Use the TERMSTR=CRLF option in your INFILE statement.

In releases prior to SAS®9, either convert the file to the proper UNIX structure or add the carriage return (<CR>) to the list of delimiters.

If you are reading a CSV file, specify the carriage return as DL DLM='2C0D’x.

If you are reading a tab-delimited file, use DLM=’090D’x.

If you have a different delimiter, contact SAS Technical Support for help.

When you read a CSV file, the records are split inside a quoted string. For example, sometimes a long comment field abruptly stops and continues on the next row of the file that you are reading. You can see it if you open the file in a text editor.

This problem occurs most commonly in files that are created from Microsoft Excel worksheets. In Excel, the column contains soft returns to help in formatting. When you save the worksheet as a CSV file, the soft returns incorrectly appear to SAS as end-of-record markers, which causes the records to be split incorrectly.

In SAS®9 or later, under Windows, you can use the TERMSTR=CRLF option in the INFILE statement. This setting indicates that SAS accepts only the complete return and line feed as an end-of-record marker.

In releases prior to SAS®9, run the following program. The program converts any line-feed character between double quotation marks to a space to enable SAS to read the file correctly. In this program, the INFILE and FILE statements refer to the same file. The SHAREBUFFERS option enables the external file to be updated in place, removing the offending characters.

data _null_;
   infile 'c:\_today\mike.csf' recfm=n sharebuffers;
   file 'c:\_today\mike.csv' recfm=n;
   input a $char1.;
   retain open 0;
/* toggle the open flag */
   if a='"' then open=not open;
   if a='0A'x and open then put ' ';
run;

The program reads the file one byte at a time and replaces the line-feed character, as needed.
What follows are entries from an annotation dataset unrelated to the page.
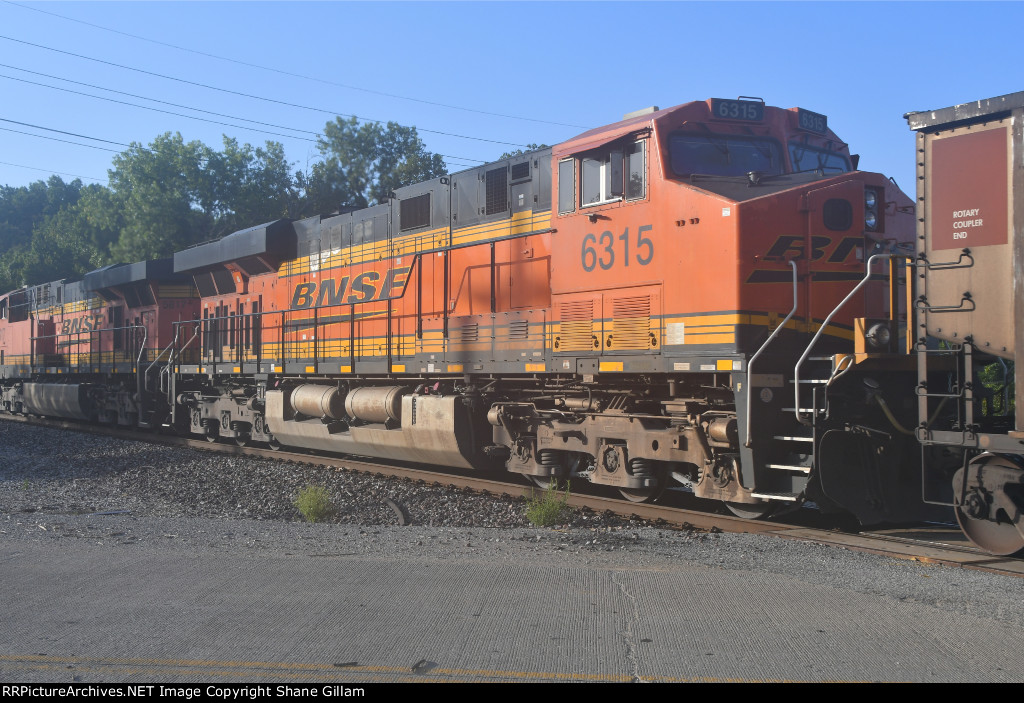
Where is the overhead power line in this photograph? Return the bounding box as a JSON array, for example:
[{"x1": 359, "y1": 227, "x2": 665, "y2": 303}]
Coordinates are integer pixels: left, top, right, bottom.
[
  {"x1": 0, "y1": 161, "x2": 106, "y2": 183},
  {"x1": 0, "y1": 120, "x2": 120, "y2": 153},
  {"x1": 0, "y1": 35, "x2": 526, "y2": 146},
  {"x1": 0, "y1": 71, "x2": 485, "y2": 164},
  {"x1": 0, "y1": 63, "x2": 321, "y2": 141},
  {"x1": 3, "y1": 0, "x2": 586, "y2": 129},
  {"x1": 0, "y1": 118, "x2": 487, "y2": 172}
]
Reading Long Instream Data Records

You can use the INFILE statement with the DATALINES file specification to process instream data. An INPUT statement reads the data records that follow the DATALINES statement. If you use the CARDIMAGE system option, SAS processes the data lines exactly like 80-byte punched card images that are padded with blanks. The default FLOWOVER option in the INFILE statement causes the INPUT statement to read the next record if SAS does not find values in the current record for all of the variables in the statement. To ensure that your data is processed correctly, use an external file for input when record lengths are greater than 80 bytes.

Note: The NOCARDIMAGE system option (see the CARDIMAGE System Option in SAS System Options: Reference) specifies that data lines not be treated as if they were 80-byte card images. The end of a data line is always treated as the end of the last token, except for strings that are enclosed in quotation marks.

Reading Past the End of a Line

By default, if the INPUT statement tries to read past the end of the current input data record, the statement moves the input pointer to column 1 of the next record to read the remaining values. This default behavior is specified by the FLOWOVER option. A message is written to the SAS log.

NOTE: SAS went to a new line when INPUT
statement reached past the end of a line.

Several options are available to change the INPUT statement behavior when an end of line is reached. The STOPOVER option treats this condition as an error and stops building the data set. The MISSOVER and TRUNCOVER options do not allow the input pointer to go to the next record when the current INPUT statement is not satisfied. The SCANOVER option, used with @'character-string', scans the input record until it finds the specified character-string. The FLOWOVER option restores the default behavior.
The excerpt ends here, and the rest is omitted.